[Distutils] distutils data_files and setuptools.pkg_resources are driving me crazy

Robin Bryce robinbryce at gmail.com
Thu Jul 13 21:52:03 CEST 2006


Hi,

[using setuptools 0.6b4]

I'm a setuptools user and greatly appreciative of it as well. I'd like
to understand how to use it more appropriately with respect to
bundling miscellaneous data files. "just put them in python packages"
is really not what I want but perhaps its time to refactor my tastes
and accept this is the most appropriate thing to do.

I think the root of my confusion lies in how I perceive the 'pkg_'
prefix of the setuptools pkg_resources api. I think of it in the
general sense of the word package - data I have 'packaged' along with
my library or application. Experience suggests it would be better read
in the python specific sense of 'package': data that is contained in a
file that is a descendant of a python package (the file must be in or
under a directory that contains an __init__.py).

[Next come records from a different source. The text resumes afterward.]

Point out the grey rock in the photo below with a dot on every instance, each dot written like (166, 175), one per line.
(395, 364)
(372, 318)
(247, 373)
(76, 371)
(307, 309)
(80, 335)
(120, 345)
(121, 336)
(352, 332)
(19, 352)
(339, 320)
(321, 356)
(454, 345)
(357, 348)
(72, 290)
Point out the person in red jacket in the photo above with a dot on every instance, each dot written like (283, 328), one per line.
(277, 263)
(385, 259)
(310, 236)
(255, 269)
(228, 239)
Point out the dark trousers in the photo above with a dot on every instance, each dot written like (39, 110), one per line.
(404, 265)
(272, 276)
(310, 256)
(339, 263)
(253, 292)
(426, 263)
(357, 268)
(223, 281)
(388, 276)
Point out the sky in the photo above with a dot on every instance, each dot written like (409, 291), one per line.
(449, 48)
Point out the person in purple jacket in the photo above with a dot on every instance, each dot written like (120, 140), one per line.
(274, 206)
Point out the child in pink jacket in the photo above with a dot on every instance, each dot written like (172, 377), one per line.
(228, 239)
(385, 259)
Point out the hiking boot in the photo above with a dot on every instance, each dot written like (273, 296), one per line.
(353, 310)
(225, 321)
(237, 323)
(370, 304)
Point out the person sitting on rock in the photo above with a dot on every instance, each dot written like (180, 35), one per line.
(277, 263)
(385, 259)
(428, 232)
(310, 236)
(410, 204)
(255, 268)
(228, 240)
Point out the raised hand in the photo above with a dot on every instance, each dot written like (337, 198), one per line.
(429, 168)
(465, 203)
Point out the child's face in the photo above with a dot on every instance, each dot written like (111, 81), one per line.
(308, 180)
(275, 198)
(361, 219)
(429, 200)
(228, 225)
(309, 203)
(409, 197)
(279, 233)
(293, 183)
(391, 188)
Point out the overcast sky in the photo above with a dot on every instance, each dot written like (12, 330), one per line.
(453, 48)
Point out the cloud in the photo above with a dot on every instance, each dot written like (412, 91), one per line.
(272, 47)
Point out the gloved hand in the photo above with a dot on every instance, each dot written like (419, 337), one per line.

Which of these two views most accurately reflects the usage for which
pkg_resources was designed ?

Is it possible to have a separate 'zip_safe' decision for data files
versus python packages. Ie., a deployed egg with data files and non
zip safe packages would appear in site-packages (or wherever) as both
a zip archive for the zip safe data AND a directory tree containing
the 'eager' resources ?

As context for the rest of this plea for help: A trivial layout that
bundles a .conf file::

setuptools-test
    lib/foopackage/__init__.py
    lib/foopackage/foo.py
    conf/foo.conf
    setup.py

versions etc:
Ubuntu(dapper), Python 2.4.3, setuptools-0.6b4. My python is installed
with the prefix:  /home/robin/devel/0root. It is a 'proper' install
rather than virtual-python.py setup.

Is there a specific reason why there isn't a find_data_files to
compliment find_packages in setuptools ?

eg., ``data_files=[('/', find_data_files('*.conf'))`` spells:
recursively find all .conf files, starting in the directory containing
my setup.py, and bundle them in my egg root. I would then expect
``unzip -l foopackage-VER-py2.4.egg`` to produce a tree like::

   foopackage/*.py, *.pyc
   conf/foo.conf
   EGG-INFO/ # usual suspects

Does/could setuptools to overload the distutils keyword 'data_files'
and change it's meaning so that it can work with pkg_resources rather
than being --prefix relative ? (package_data, while a useful 2.4
addition, is not what I want here)

In foopackage/foo.py Why are all of::

    pkg_resources(Requirement(__name__), '/conf/foo.conf')
    pkg_resources(Requirement(__name__), 'conf/foo.conf')
    pkg_resources(Requirement('foopackage'), '/conf/foo.conf')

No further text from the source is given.